Lafayette’s rare book holdings of some 15,000 volumes include incunabula—among them the magnificent Nuremberg Chronicle of 1493—and other early imprints reflecting the development of printing during the hand-press period (ca. 1450-1800). The collection also includes important works from the last two centuries—first editions of Charles Dickens, productions from William Morris’s Kelmscott Press, and photogravures of Edward S. Curtis’s The North American Indian. The rare books are searchable by author, title, subject, and keyword in the library’s catalog.
Skillman Library maintains a growing collection of published works about the man for whom the College is named.
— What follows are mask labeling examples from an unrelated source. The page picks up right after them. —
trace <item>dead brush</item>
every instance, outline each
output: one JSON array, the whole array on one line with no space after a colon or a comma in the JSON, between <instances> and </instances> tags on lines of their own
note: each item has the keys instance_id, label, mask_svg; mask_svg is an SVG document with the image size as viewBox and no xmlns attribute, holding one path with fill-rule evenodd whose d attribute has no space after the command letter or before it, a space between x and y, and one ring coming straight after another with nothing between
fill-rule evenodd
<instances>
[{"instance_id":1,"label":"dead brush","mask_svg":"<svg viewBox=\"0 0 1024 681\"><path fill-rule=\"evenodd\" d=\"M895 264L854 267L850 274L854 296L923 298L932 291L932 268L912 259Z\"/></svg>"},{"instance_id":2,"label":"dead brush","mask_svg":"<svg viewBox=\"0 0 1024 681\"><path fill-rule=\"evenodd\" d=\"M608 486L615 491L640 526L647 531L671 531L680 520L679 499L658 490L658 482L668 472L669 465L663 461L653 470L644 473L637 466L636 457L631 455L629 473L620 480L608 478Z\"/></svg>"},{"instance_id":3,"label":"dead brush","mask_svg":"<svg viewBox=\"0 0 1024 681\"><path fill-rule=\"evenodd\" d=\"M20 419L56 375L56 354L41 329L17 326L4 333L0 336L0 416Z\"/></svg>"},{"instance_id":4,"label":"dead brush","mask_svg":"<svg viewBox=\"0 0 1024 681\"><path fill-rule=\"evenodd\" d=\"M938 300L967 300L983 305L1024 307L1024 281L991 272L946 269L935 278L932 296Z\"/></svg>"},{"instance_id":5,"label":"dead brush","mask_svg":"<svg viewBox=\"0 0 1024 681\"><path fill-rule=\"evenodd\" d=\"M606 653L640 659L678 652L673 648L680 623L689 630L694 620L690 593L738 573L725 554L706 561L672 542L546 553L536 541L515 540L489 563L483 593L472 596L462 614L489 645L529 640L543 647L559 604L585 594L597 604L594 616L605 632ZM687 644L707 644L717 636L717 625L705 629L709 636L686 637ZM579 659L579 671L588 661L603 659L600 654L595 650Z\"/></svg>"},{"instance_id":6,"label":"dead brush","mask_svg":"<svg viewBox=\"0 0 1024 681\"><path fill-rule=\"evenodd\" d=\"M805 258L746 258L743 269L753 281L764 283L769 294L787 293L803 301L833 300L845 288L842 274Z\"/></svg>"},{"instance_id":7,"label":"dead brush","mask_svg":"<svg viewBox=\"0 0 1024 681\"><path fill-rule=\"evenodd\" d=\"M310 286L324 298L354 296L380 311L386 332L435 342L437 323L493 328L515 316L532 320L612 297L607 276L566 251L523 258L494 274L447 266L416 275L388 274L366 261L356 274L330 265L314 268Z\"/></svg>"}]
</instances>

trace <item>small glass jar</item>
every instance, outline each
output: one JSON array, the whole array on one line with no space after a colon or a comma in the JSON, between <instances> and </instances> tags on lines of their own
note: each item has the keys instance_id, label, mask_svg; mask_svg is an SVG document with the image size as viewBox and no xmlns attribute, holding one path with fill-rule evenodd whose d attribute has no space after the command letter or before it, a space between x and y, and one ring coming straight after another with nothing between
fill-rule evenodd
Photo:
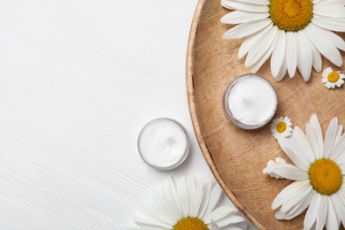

Particular strengths include biographical sources, children’s literature, 18th century imprints concerning Lafayette in the French Revolution, works documenting Lafayette’s 1824-25 "Farewell Tour" of America, and works on Franco-American friendship, particularly the assistance rendered by France to America during the American Revolution and America to France in World War I.
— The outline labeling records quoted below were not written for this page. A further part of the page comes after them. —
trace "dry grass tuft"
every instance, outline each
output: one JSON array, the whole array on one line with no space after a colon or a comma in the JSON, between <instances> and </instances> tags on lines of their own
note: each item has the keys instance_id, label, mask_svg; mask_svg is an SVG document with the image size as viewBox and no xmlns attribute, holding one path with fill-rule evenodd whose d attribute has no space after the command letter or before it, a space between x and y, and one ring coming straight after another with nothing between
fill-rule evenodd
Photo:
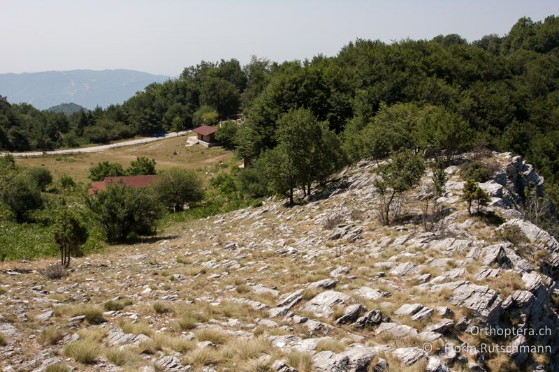
<instances>
[{"instance_id":1,"label":"dry grass tuft","mask_svg":"<svg viewBox=\"0 0 559 372\"><path fill-rule=\"evenodd\" d=\"M59 279L68 275L68 271L60 264L50 265L39 271L49 279Z\"/></svg>"},{"instance_id":2,"label":"dry grass tuft","mask_svg":"<svg viewBox=\"0 0 559 372\"><path fill-rule=\"evenodd\" d=\"M107 329L101 327L82 328L78 331L78 334L80 335L82 340L101 342L108 332Z\"/></svg>"},{"instance_id":3,"label":"dry grass tuft","mask_svg":"<svg viewBox=\"0 0 559 372\"><path fill-rule=\"evenodd\" d=\"M176 260L177 264L190 265L192 263L191 258L184 255L177 255Z\"/></svg>"},{"instance_id":4,"label":"dry grass tuft","mask_svg":"<svg viewBox=\"0 0 559 372\"><path fill-rule=\"evenodd\" d=\"M80 340L64 346L64 355L73 358L80 363L94 363L101 354L101 345L94 341Z\"/></svg>"},{"instance_id":5,"label":"dry grass tuft","mask_svg":"<svg viewBox=\"0 0 559 372\"><path fill-rule=\"evenodd\" d=\"M48 366L43 372L69 372L70 371L70 368L61 362Z\"/></svg>"},{"instance_id":6,"label":"dry grass tuft","mask_svg":"<svg viewBox=\"0 0 559 372\"><path fill-rule=\"evenodd\" d=\"M195 367L208 366L210 364L217 364L222 361L219 352L212 348L203 348L196 349L189 353L184 362L187 364L192 364Z\"/></svg>"},{"instance_id":7,"label":"dry grass tuft","mask_svg":"<svg viewBox=\"0 0 559 372\"><path fill-rule=\"evenodd\" d=\"M287 364L297 369L299 372L312 371L312 355L304 351L291 351L286 355Z\"/></svg>"},{"instance_id":8,"label":"dry grass tuft","mask_svg":"<svg viewBox=\"0 0 559 372\"><path fill-rule=\"evenodd\" d=\"M389 352L382 352L379 357L383 358L389 363L389 368L383 370L386 372L424 372L427 368L427 360L421 359L411 366L407 366Z\"/></svg>"},{"instance_id":9,"label":"dry grass tuft","mask_svg":"<svg viewBox=\"0 0 559 372\"><path fill-rule=\"evenodd\" d=\"M154 344L152 346L157 350L166 348L177 352L185 352L192 350L196 347L196 343L194 341L168 334L157 334L154 336L153 340Z\"/></svg>"},{"instance_id":10,"label":"dry grass tuft","mask_svg":"<svg viewBox=\"0 0 559 372\"><path fill-rule=\"evenodd\" d=\"M238 284L235 288L235 290L237 292L237 293L247 293L248 292L250 292L250 287L246 284Z\"/></svg>"},{"instance_id":11,"label":"dry grass tuft","mask_svg":"<svg viewBox=\"0 0 559 372\"><path fill-rule=\"evenodd\" d=\"M271 348L271 343L263 336L250 339L235 339L222 348L222 357L225 360L241 362L257 358Z\"/></svg>"},{"instance_id":12,"label":"dry grass tuft","mask_svg":"<svg viewBox=\"0 0 559 372\"><path fill-rule=\"evenodd\" d=\"M119 326L120 326L120 328L124 333L145 334L150 337L153 335L153 329L146 323L129 323L126 322L121 322Z\"/></svg>"},{"instance_id":13,"label":"dry grass tuft","mask_svg":"<svg viewBox=\"0 0 559 372\"><path fill-rule=\"evenodd\" d=\"M181 331L188 331L196 327L197 319L191 314L184 314L177 322L177 325Z\"/></svg>"},{"instance_id":14,"label":"dry grass tuft","mask_svg":"<svg viewBox=\"0 0 559 372\"><path fill-rule=\"evenodd\" d=\"M96 306L89 305L65 305L55 308L55 315L75 317L84 315L85 320L92 325L104 323L106 320L103 317L103 311Z\"/></svg>"},{"instance_id":15,"label":"dry grass tuft","mask_svg":"<svg viewBox=\"0 0 559 372\"><path fill-rule=\"evenodd\" d=\"M165 302L161 302L159 301L154 303L152 307L153 307L154 311L158 314L166 314L173 312L173 307L171 307L169 304L166 304Z\"/></svg>"},{"instance_id":16,"label":"dry grass tuft","mask_svg":"<svg viewBox=\"0 0 559 372\"><path fill-rule=\"evenodd\" d=\"M57 327L47 327L41 332L41 338L45 345L56 345L64 334Z\"/></svg>"},{"instance_id":17,"label":"dry grass tuft","mask_svg":"<svg viewBox=\"0 0 559 372\"><path fill-rule=\"evenodd\" d=\"M318 343L317 343L317 348L314 350L317 352L325 350L329 350L333 352L341 352L345 350L345 343L339 340L336 340L335 338L325 338L320 340Z\"/></svg>"},{"instance_id":18,"label":"dry grass tuft","mask_svg":"<svg viewBox=\"0 0 559 372\"><path fill-rule=\"evenodd\" d=\"M204 328L196 333L196 339L199 341L210 341L216 344L227 342L229 335L218 328Z\"/></svg>"}]
</instances>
A new collecting area for Skillman, this collection concentrates on the period from the late 18th century to 1850 and includes a variety of texts—abolitionist poetry, anti-slavery periodicals, colonization-related publications, and artists’ books and broadsides that provide contemporary reflections on slavery, as well on issues of race and civil rights.
The library's angling collections include the three named collections—the Tinsman, Conahay, and Fox Collections—as well as recently acquired holdings. Areas of emphasis include British and American angling classics, fine bindings, angling literature, women in angling, and fish-themed artists' books.
Skillman Library actively collects contemporary artists' books—books that reflect the creative vision of individual artists. Holdings include works by prominent book artists and private presses. Represented in the collection are a wide range of physical formats from flip books to book sculptures.
Howard Chandler Christy (1873-1952) was an American artist and illustrator and one of the most popular artists in the American book and magazine market in the early 1900s up to the beginning of World War I. During this period, he created the famous “Christy Girl”—his interpretation of the ideal American woman.
Stephen Crane spent one semester at Lafayette College in the fall of 1890. In the early 1950s a collection was established, made up of first and variant editions of Crane's book works, first appearances of his stories in the original periodicals, printed ephemera, and secondary literature about Crane.
The nucleus of the collection was the gift from the Jane W. Conneen Estate in 2008, containing over 400 volumes of miniature books. The collection includes mostly works from 20th century American miniature book presses, including Conneen's Little Farm Press imprint.
The Modern Literary Collections began with several large book donations from Lafayette College alumnus Joseph E. Nechasek '62 that focused on first editions by American authors William Faulkner and Robert Stone. Additional donations expanded the collection to include works by international authors, the writings of African American women, and contemporary immigration literature.